LE SITE « COBA-PAUWELS » : UNE ZONE SEMI-NATURELLE, SAUVAGE ET MATURE.

La zone boisée « Coba Pauwels », située en lisière du Keyenbempt (zone verte protégée), offre dans son état actuel un intérêt exceptionnel et rare sur la Commune : Sa surface boisée est dense, d’origine semi-naturelle et restée inviolée depuis plus d’un demi siècle. Le terrain est situé dans la continuité directe du maillage vert et jouxte la zone Natura 2000 du Kinsendael/Kriekenput.

Aujourd’hui le site est menacé : la SLRB y projette la construction d’un ensemble de 87 logements et 65 emplacements de parking (architecte Blondel).

Ci-dessus : Uccle Chaussée d’Alsemberg entre la gare de Calevoet et la plaine du Bourdon. A gauche : le site "Coba-Pauwels" (octobre 2010).

Le site n’a jamais été construit. Il constituait jadis (ca. 1920) un ensemble de jardins privés qui sont progressivement retourné à l’état sauvage. Grâce au barrage que forme la bute et la chaussée et grâce à son abandon, la zone est devenue inaccessible au public.

Cette végétation mature, sauvage et non fréquentée constitue un lieu de retraite idéal pour une faune qui en a largement besoin : renards, écureuils roux, rapaces, batraciens, rongeurs, nombreuses espèces d’oiseaux et de chauve-souris, etc... On y retrouverait même peut-être la présence du Lucane Cerf-volant. En tout cas cet insecte a été observé dans le quartier.

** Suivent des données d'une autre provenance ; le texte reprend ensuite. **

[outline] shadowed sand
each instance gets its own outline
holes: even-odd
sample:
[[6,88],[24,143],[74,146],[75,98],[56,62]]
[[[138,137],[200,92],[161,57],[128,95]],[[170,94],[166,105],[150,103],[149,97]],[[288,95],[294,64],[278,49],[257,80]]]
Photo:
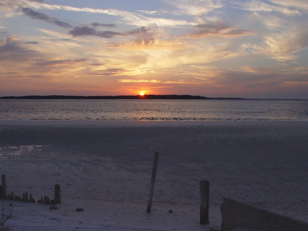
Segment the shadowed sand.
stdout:
[[[57,210],[5,201],[15,205],[14,230],[219,229],[224,197],[308,222],[306,122],[6,120],[0,137],[8,193],[37,201],[61,187]],[[207,225],[199,223],[204,180]]]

Le site "Coba-Pauwels" fait partie intégrante de l’équilibre écologique qui s’est établi au sein d’un vaste zone verte dont le périmètre dépasse largement la seule zone protégée. Au sein du Keyenbempt, cette bande de terrain le long de la chaussée d’Alsemberg constitue un des réservoirs écologiques boisés parmi les plus anciens. Le biotope y a profité de décennies pour se stabiliser. Une photo ancienne (années ‘60) montre clairement que le Keyenbempt n’était encore constitué que de prairies lorsque ce terrain était déjà boisé.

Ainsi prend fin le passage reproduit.